I haven't been to Whistling Straits, but I've seen quite a few of the modern faux links, constructed from the ground up courses, and I think they are pretty conflicting.
Much of the criticism of WS, it seems to me, is coming from people who put a high value on golf courses being, or seeming to be, natural. If you value naturalness in a course, then arriving at a property through flatlands to find large, obviously artificial mounds greeting you, then however good the golf course itself, there will be, somewhere deep in your brain, the perception that it isn't 'real'. Few projects have enough land or cash (or ambition) to continue the shaping right to the edge of the property. At Sand GC in Sweden, a Hills/Forrest course I saw two years ago, there were some really interesting holes on the interior; but I couldn't get out of my mind the images we saw on arrival, huge mounds rising starkly from the flats. It was obviously imposed on the land, and that didn't help my view of the course. At the Castle course in St Andrews, which in general, I really like, when you get to the top of the property, you see the farmland that surrounds it, and again, it brings home to you the artificiality.

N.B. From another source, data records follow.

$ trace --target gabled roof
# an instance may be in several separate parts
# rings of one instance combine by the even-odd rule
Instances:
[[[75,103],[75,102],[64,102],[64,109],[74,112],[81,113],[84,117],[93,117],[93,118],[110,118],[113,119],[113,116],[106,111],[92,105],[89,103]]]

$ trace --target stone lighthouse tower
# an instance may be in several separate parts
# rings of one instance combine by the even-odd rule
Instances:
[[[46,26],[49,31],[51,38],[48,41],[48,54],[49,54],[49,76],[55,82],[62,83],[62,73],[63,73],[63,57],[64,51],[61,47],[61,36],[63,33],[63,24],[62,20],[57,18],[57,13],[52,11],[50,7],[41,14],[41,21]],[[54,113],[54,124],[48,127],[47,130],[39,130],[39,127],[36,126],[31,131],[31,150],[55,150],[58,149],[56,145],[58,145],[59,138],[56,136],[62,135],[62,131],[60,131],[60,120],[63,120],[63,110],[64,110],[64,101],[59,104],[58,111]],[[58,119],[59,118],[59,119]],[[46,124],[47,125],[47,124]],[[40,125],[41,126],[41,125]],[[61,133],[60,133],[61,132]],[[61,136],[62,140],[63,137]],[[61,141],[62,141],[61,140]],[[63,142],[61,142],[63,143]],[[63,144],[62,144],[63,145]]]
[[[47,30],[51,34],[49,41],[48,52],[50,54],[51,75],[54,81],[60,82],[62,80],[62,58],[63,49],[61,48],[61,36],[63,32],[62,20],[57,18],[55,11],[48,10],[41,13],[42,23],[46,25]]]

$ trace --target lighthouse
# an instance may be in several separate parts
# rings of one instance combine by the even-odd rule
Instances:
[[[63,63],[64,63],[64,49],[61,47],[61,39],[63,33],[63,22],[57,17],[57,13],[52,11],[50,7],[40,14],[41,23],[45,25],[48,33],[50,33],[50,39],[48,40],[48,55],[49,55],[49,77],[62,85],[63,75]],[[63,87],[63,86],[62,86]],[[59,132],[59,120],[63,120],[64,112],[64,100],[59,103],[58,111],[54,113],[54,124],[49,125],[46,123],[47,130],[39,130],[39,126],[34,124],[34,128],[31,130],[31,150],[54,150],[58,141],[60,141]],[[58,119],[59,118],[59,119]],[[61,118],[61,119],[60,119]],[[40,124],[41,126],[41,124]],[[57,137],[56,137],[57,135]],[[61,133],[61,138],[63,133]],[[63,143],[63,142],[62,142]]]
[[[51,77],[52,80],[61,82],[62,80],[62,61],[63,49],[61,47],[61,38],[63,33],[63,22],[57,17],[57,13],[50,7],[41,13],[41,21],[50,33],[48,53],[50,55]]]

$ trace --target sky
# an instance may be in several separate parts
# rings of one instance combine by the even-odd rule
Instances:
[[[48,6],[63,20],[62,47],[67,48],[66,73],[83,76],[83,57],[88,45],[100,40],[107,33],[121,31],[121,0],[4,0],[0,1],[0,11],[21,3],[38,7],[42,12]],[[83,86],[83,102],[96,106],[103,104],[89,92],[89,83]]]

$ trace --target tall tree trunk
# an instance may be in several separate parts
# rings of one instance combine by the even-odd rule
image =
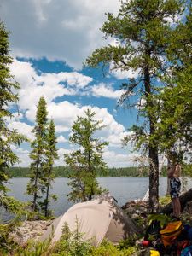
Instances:
[[[160,166],[159,166],[159,177],[160,177],[162,169],[163,169],[163,166],[165,163],[166,158],[164,157],[161,160],[161,162],[160,163]],[[143,201],[148,201],[149,199],[149,189],[147,190],[147,192],[145,193],[145,195],[143,196]]]
[[[150,59],[149,46],[146,47],[146,55]],[[152,137],[155,131],[156,117],[154,113],[150,112],[150,108],[153,109],[154,102],[151,98],[151,81],[150,73],[148,62],[144,68],[144,87],[145,96],[148,106],[148,116],[149,121],[149,137]],[[149,207],[152,212],[157,212],[159,209],[159,160],[158,160],[158,147],[151,141],[148,145],[149,156]]]
[[[49,170],[48,175],[48,184],[47,184],[47,191],[46,191],[46,197],[45,197],[45,204],[44,204],[44,217],[48,217],[48,205],[49,205],[49,187],[50,187],[50,173],[52,172],[53,166],[50,166]]]
[[[171,160],[169,157],[167,158],[167,186],[166,186],[166,195],[170,195],[170,178],[168,177],[168,171],[169,168],[171,167]]]
[[[152,212],[159,210],[159,160],[157,148],[149,148],[150,173],[149,173],[149,201]]]
[[[37,210],[37,198],[38,198],[38,169],[39,169],[39,160],[38,160],[37,161],[37,167],[36,167],[36,175],[35,175],[35,192],[34,192],[34,195],[33,195],[33,201],[32,201],[32,211],[34,212],[35,210]]]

One of the things that Mike Nuzzo did so well at Wolf Point was to blend the course into the surrounding land by toning down the shaping on the outside edges (for those who've been there, I'm thinking especially of the left side of the third hole), although the shaping at WP is on a much smaller scale anyway. Kingsbarns does the natural thing better than most, but the way the course is terraced into decks to ensure that every hole has a water view brings home the degree of unnaturalness that's there.
There is nothing wrong with artifice per se. But if you try to mimic nature, then you shouldn't be surprised if people comment on where you have and haven't succeeded in doing so.